Strangers are following you. Teams of them, coordinating their surveillance. Recording you. Attacking you with sonic devices. Maybe burning you with lasers. Maybe implanting grain-sized trackers inside your body. You can feel the hard bumps under your skin.
You are alarmed, naturally, and turn for help to those you trust: your family and friends. Maybe law enforcement. Only they don’t believe, you. They might even act like you’re the problem. Like you’re crazy.
Welcome to the world of Targeted Individuals, a loose confederation of those, in their words, subject to the “growing crimes of organized stalking, surveillance, abuse and electronic harassment.”
I first met Targeted Individuals last August, passing a protest in the Loop marking “International Targeted Individual Day.” I took a flyer, showing the fearful blue eyes of a weeping woman.
"INFORM YOURSELF," it declares. "SHARE. DEMAND CHANGE."
Calling spokeswoman, “Ella Free,” started with a surprise.
“A good portion of people who claim to be Targeted Individuals are actually mentally ill,” she said. Straight to the elephant in the room. “So many of them, people have the same story: it’s interesting that a person isolated is having a very similar scenario.”
She meant “interesting” as in “persuasive” — these people are describing the same thing, therefore it must have basis in reality. That logic doesn’t hold up.

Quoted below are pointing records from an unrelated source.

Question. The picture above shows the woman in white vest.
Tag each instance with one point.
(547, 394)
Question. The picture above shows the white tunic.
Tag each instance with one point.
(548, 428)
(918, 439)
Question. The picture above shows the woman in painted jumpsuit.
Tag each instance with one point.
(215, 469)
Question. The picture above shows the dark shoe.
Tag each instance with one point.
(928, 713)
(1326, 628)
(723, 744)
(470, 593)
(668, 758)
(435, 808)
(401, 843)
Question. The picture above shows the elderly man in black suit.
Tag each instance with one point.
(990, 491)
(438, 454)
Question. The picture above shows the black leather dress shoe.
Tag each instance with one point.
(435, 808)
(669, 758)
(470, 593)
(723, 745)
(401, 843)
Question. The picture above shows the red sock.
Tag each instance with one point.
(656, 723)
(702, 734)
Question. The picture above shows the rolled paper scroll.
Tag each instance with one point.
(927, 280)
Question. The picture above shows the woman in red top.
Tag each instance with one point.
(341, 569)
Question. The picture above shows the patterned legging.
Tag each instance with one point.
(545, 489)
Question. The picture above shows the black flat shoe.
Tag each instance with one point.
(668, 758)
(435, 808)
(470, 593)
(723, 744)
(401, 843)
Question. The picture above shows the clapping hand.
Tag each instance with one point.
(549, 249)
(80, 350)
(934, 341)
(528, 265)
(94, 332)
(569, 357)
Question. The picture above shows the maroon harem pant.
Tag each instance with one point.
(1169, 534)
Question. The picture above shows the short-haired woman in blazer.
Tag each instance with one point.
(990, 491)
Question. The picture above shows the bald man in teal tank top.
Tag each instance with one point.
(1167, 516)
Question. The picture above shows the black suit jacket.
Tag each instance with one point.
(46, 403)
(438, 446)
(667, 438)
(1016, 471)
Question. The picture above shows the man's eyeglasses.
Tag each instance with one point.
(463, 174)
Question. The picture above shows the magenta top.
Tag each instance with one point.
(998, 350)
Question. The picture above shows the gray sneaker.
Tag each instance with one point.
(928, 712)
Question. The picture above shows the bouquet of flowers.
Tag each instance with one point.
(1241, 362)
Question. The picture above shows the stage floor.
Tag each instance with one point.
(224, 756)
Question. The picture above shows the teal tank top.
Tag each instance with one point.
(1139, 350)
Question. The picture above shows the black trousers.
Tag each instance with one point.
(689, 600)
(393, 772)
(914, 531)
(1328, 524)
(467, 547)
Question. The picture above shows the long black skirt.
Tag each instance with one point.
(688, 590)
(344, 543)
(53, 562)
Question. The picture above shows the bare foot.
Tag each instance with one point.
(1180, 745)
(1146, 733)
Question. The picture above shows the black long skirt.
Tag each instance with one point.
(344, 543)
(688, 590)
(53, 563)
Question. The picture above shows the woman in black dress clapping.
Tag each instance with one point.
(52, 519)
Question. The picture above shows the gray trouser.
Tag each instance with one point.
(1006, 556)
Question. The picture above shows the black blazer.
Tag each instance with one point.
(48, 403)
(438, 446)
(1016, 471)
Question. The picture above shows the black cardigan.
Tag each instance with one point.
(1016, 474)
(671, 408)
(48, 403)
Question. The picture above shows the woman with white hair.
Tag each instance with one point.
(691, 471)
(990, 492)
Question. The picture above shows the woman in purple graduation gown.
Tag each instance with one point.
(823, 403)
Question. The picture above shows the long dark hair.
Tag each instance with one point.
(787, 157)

“People who are paranoid start to latch onto the same kind of delusion,” said David LaPorte, a professor of psychology at Indiana University of Pennsylvania. “This is not uncommon. When airplanes first started, people started having delusions they were being followed by airplanes. The computer has been a huge issue that leaked into paranoid delusions. Every technological advance becomes fodder for paranoid individuals.”